SZ8X8//The_Myriad_Transformations

The Myriad Transformations comprises sixty-four images that I created using photographs taken between 2002 and 2010. These dates are arbitrary but not random, marking the purchase of my first digital camera (August 2002) and the decision to my rudimentary photoshop skills to create a project to commemorate the thirtieth anniversary of the establishment of the Shenzhen Special Economic Zone (during an artist residency at the Sitka Center for Art and Ecology, December 2008-January 2009). I finished the images in 2010. In the process of saving and transferring these files to smaller drives with larger storage capacity, many of the original photoshop files were lost. What remains as a complete set are the files I created to print photographs of the images in 2011 or 2012. I reopened one of these files in January 2019 and  realized they were more interesting in retrospect than they had been when I made them precisely because over the past decade (2010-2020), Shenzhen has re-invented itself yet again, and suddenly, abruptly, we see the latent structure of today in images that once upon a time seemed definitive, eternal even.

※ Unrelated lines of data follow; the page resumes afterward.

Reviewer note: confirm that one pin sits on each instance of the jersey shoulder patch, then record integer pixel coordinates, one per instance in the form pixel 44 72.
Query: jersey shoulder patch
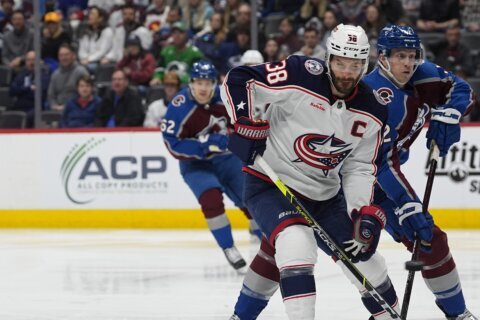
pixel 385 94
pixel 178 100
pixel 313 66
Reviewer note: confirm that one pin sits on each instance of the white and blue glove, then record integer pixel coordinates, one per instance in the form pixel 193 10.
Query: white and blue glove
pixel 415 222
pixel 214 142
pixel 368 222
pixel 444 128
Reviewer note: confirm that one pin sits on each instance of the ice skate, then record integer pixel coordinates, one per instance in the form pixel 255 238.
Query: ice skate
pixel 467 315
pixel 235 259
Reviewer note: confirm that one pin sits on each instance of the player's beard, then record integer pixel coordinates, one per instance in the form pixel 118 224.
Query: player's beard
pixel 344 85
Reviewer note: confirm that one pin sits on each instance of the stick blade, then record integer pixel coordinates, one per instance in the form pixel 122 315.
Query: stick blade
pixel 414 265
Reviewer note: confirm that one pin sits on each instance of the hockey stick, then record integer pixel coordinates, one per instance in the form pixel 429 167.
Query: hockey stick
pixel 414 264
pixel 336 249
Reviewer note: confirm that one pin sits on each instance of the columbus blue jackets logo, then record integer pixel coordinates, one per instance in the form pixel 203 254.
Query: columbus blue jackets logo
pixel 314 67
pixel 320 151
pixel 386 94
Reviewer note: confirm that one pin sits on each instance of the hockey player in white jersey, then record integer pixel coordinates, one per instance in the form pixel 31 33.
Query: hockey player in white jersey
pixel 322 123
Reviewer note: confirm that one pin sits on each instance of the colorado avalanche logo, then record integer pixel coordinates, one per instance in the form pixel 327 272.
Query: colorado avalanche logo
pixel 322 152
pixel 314 67
pixel 178 100
pixel 386 94
pixel 419 123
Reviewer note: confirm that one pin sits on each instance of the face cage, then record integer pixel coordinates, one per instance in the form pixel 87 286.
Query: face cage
pixel 387 69
pixel 327 61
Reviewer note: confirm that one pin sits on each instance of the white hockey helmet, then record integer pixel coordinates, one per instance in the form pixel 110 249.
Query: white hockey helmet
pixel 349 42
pixel 251 57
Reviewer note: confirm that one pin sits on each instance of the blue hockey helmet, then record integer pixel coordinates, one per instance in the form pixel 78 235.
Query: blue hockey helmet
pixel 396 37
pixel 203 70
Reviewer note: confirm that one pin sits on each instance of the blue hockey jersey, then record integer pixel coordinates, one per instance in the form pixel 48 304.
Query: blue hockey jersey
pixel 314 136
pixel 408 111
pixel 187 124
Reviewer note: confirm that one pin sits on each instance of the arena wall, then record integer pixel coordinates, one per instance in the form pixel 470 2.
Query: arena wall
pixel 127 179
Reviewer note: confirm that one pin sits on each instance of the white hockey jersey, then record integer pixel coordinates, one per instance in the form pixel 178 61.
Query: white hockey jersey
pixel 317 142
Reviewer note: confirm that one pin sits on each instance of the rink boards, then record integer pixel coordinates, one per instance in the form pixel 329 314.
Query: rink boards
pixel 127 179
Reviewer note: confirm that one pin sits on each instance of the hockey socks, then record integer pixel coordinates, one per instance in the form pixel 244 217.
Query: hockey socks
pixel 296 254
pixel 250 304
pixel 388 293
pixel 213 209
pixel 441 276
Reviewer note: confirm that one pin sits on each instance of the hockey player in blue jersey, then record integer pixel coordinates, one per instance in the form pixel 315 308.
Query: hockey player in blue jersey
pixel 413 89
pixel 322 122
pixel 195 130
pixel 417 91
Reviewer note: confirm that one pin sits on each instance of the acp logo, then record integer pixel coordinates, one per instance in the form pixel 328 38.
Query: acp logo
pixel 72 160
pixel 86 175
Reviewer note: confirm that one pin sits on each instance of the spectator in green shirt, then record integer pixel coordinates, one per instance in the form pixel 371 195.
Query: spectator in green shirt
pixel 179 56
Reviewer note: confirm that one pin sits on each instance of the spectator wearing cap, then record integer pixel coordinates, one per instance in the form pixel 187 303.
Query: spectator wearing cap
pixel 438 15
pixel 161 39
pixel 311 9
pixel 232 51
pixel 242 21
pixel 271 51
pixel 137 64
pixel 288 38
pixel 63 84
pixel 68 6
pixel 53 36
pixel 351 11
pixel 156 15
pixel 329 21
pixel 80 110
pixel 96 41
pixel 23 88
pixel 17 42
pixel 311 48
pixel 175 14
pixel 251 58
pixel 452 54
pixel 471 15
pixel 129 26
pixel 197 15
pixel 6 12
pixel 211 37
pixel 121 105
pixel 178 56
pixel 157 109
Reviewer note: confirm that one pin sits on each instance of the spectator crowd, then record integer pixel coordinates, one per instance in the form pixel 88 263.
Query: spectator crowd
pixel 118 63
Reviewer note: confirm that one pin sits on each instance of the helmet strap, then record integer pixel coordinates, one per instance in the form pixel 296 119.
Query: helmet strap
pixel 331 75
pixel 385 66
pixel 192 91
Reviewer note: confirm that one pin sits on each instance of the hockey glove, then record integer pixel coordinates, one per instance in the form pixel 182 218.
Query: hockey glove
pixel 249 139
pixel 444 128
pixel 214 142
pixel 415 222
pixel 367 225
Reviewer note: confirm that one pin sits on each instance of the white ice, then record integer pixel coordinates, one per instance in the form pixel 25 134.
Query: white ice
pixel 158 274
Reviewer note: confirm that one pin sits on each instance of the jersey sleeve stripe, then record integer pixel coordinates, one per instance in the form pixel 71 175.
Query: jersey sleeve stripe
pixel 230 100
pixel 371 116
pixel 291 87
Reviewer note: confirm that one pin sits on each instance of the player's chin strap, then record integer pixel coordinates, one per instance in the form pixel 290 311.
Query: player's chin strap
pixel 192 92
pixel 334 247
pixel 331 76
pixel 387 69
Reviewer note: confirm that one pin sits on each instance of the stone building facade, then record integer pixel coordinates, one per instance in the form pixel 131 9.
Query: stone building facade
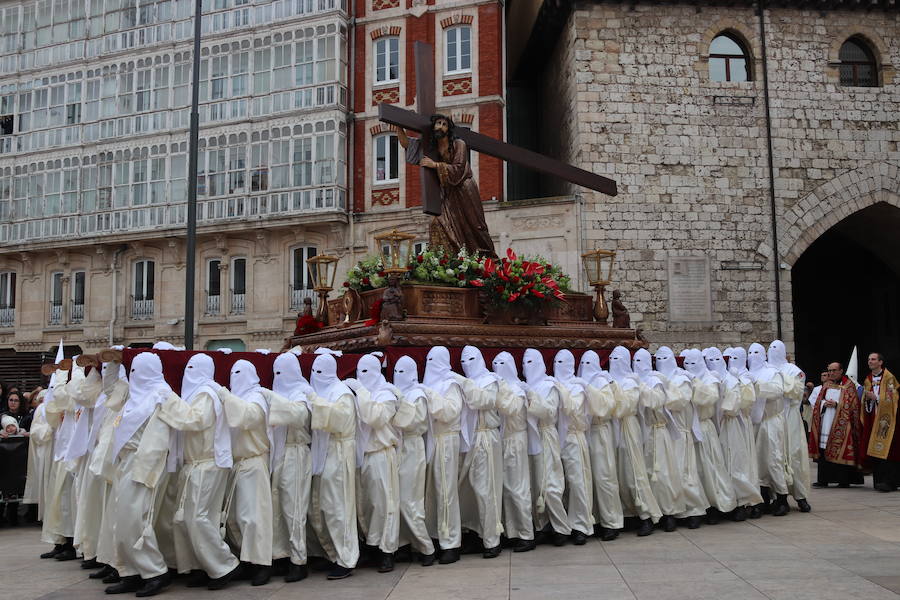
pixel 635 99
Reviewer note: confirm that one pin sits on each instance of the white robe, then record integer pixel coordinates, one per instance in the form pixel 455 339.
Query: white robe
pixel 517 520
pixel 604 468
pixel 411 420
pixel 198 524
pixel 713 471
pixel 291 480
pixel 441 491
pixel 248 500
pixel 332 510
pixel 548 480
pixel 634 481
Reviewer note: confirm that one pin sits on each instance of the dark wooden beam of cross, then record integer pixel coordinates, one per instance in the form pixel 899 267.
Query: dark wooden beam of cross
pixel 420 120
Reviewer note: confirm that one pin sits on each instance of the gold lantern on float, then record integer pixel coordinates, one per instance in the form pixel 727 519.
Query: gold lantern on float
pixel 322 268
pixel 598 266
pixel 396 250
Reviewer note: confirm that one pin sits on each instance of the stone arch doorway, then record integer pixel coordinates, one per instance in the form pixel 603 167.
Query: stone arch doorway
pixel 846 291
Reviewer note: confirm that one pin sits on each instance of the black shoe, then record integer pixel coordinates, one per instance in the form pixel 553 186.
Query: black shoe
pixel 386 565
pixel 296 573
pixel 646 528
pixel 524 546
pixel 154 585
pixel 220 582
pixel 780 506
pixel 68 553
pixel 56 550
pixel 197 578
pixel 127 585
pixel 113 577
pixel 608 535
pixel 449 556
pixel 262 576
pixel 339 572
pixel 106 570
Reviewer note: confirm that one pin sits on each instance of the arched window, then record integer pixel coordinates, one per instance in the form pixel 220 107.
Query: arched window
pixel 728 60
pixel 858 67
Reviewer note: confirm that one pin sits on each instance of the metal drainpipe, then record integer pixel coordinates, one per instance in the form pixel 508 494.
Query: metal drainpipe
pixel 776 255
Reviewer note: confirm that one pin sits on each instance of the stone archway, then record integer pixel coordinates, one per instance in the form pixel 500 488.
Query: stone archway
pixel 842 245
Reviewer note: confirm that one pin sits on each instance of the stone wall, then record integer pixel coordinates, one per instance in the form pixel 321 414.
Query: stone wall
pixel 690 155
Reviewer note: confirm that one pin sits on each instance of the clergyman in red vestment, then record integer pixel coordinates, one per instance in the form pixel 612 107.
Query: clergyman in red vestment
pixel 835 432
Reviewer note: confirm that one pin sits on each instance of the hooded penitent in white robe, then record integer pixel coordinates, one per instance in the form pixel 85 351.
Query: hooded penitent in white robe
pixel 706 397
pixel 248 500
pixel 574 450
pixel 332 510
pixel 513 404
pixel 605 433
pixel 737 366
pixel 445 402
pixel 660 448
pixel 634 481
pixel 59 510
pixel 771 447
pixel 378 492
pixel 548 480
pixel 204 448
pixel 481 473
pixel 732 434
pixel 795 434
pixel 413 423
pixel 139 448
pixel 93 489
pixel 678 404
pixel 289 417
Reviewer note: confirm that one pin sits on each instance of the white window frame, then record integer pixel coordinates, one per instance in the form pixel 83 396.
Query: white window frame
pixel 382 47
pixel 387 159
pixel 458 55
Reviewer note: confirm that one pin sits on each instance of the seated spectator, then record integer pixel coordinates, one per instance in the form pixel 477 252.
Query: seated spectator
pixel 17 410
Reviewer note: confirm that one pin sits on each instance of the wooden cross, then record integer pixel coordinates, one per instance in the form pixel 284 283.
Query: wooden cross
pixel 421 121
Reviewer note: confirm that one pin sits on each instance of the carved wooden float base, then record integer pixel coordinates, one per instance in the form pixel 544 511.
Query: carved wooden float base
pixel 358 337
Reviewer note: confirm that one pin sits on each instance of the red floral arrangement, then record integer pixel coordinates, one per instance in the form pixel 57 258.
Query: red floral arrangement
pixel 525 283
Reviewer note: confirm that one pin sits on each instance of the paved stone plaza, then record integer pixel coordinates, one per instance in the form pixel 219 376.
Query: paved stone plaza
pixel 848 547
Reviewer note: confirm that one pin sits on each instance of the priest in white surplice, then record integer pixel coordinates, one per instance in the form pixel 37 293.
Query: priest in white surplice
pixel 378 494
pixel 416 452
pixel 548 480
pixel 445 401
pixel 204 445
pixel 660 447
pixel 771 445
pixel 521 439
pixel 289 416
pixel 332 509
pixel 795 433
pixel 248 501
pixel 481 474
pixel 604 439
pixel 634 481
pixel 576 456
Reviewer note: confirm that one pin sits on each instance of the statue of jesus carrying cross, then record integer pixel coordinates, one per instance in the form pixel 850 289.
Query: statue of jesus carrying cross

I created these images from photos that were taken as I walked the city from 2000 through 2010, the decade when Shenzhen not only reinvented itself from a manufacturing to a creative city, but also integrated its disparate parts, enabling the cultivation of a solidly “Shenzhen” identity. In 2000, Shenzhen was still divided into the “Special Zone” and its peri-urban suburbs, there were still manufacturing zones downtown, and “downtown” still referred to Luohu sprawl from the train station to the Shanghai Hotel. In fact, before 2003-04, when the city stopped enforcing checkpoints between the Special Zone and “the interior,” many migrants to Shenzhen would say that although they worked in Bao’an or Longgang, nevertheless they “had never been to Shenzhen.” By 2010, however, the inner and outer districts had been integrated, manufacturing had been pushed beyond downtown’s respectable borders, and in there was no longer a well defined “downtown,” but rather a stretch of high rise urbanization that stretched from Luohu to Nanshan and a nascent CBD in Futian. As I write today, no one questions whether or not Bao’an and Longgang are part of Shenzhen—the city has, for better or worse, established a monolithic version of itself.

Each week for the next sixty-five weeks, I will publish one of the images along with commentary and supporting pictures. These entries should be understood as rough drafts in an ongoing project of coming to terms with the city. I have chronicled Shenzhen’s transformations first as a graduate student and then as foreign resident, reinventing myself as a “creative ethnographer.” Indeed, first approaching the city through photographic walks and then using these images to create ethnographic montages enabled me to imagine myself using anthropological research outside the academy.

Nantou Ancient City, October 28, 2002

Taken in October 2002, this is a picture of me and friends Cathy Clayton and Yao Xiaoling. We are standing at the pedestrian overpass at Nanxin Road and Shennan Road, just beyond the entry gate to the ancient city slash urban village. As you can see, the area has not yet been rehabilitated as a garden style public area. That said, the first round of restorations for the 1997 the Handover had already been completed. A second round was initiated for the 2011 Universidade.

The UABB entry to Nantou Ancient City.pic

Roughly 16 years after the above picture was taken, Nantou Ancient City had been transformed a third time, this time for the 7th edition of the Shenzhen Hong Kong Bi-City Biennale of Urbanism\Architecture.

2571516501896_.pic_hd

‘Tis a fact that I am also 16 years older. This picture was taken with visitors to UABB, as we took a road trip along Shennan Road, January 2018.